I think the best possible comparisons or the ones to draw possible numbers are the 3070 and 3060TI, they have the same type of RAM (GDDR6), same amount (8GB) and it is the same clock (1750MHz), their SM count and their clocks are, however, different.
3070 has 46 SMs with a base clock of 1500MHz and a boost clock of 1725MHz. TFLOPS: ~20.
3060TI has 38 SMs with a base clock of 1410MHz and boost clock of 1665MHz.
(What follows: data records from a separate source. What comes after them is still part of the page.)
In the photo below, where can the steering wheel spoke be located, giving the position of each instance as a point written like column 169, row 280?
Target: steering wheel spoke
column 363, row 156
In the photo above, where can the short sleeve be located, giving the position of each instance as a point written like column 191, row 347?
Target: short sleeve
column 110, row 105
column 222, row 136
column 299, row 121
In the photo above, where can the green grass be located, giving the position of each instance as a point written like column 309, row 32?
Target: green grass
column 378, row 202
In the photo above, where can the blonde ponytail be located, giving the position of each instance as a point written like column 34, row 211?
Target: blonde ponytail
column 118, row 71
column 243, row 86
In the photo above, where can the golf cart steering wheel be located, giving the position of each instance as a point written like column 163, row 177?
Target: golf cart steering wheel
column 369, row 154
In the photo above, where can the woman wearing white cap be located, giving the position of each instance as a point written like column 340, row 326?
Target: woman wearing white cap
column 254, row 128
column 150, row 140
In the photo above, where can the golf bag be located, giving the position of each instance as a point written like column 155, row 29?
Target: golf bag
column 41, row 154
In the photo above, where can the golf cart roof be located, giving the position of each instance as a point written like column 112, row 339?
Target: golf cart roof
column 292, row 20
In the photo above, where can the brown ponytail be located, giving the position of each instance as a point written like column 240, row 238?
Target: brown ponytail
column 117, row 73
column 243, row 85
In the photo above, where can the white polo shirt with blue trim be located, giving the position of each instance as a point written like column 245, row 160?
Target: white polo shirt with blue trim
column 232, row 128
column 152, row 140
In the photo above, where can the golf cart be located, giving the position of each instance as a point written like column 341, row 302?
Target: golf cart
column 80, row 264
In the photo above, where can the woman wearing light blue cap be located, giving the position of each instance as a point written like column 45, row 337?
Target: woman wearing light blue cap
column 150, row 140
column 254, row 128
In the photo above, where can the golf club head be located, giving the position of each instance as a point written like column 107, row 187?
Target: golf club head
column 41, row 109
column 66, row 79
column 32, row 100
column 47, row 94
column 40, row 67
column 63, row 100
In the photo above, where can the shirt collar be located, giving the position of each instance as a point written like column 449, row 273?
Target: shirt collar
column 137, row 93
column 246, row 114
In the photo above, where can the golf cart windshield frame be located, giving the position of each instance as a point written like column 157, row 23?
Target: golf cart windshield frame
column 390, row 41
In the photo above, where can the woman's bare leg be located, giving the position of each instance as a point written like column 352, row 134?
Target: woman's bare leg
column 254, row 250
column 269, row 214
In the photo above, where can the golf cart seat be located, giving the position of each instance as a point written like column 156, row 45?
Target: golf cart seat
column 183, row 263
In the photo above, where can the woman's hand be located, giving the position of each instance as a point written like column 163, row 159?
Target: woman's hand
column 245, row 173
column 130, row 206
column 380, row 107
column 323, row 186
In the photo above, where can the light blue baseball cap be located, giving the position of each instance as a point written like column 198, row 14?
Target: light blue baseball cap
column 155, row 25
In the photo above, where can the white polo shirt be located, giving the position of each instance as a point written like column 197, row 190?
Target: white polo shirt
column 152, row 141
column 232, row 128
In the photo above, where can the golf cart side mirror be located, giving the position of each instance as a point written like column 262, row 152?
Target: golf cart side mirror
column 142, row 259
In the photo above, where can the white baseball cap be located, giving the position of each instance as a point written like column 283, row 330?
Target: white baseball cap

TFLOPS: ~16.
Reason is that, I think we can extrapolate from this for the switch, at least some information regarding it.
Even if they don't exactly scale linearly.
Let's take the RTX3060Ti. It consumes "up to 200W", so let's calculate with that and the boost clock. Our target for the GPU power draw is 3W in handheld mode. Let's explore 2 possibilities: a 6SM GPU and a 4SM GPU.
For 6SM, we reduce power draw by 38/6 -> 31.6W at 1665 MHz, for 2.53 TFLOPS. Using the squared frequency rule of thumb, we have to reduce the wattage by a factor 31.6/3 and therefore drop the frequency by sqrt(31.6/3), giving us 1665/sqrt(31.6/3) = 513 MHz, which represents a 0.78 TFLOPS GPU in handheld mode.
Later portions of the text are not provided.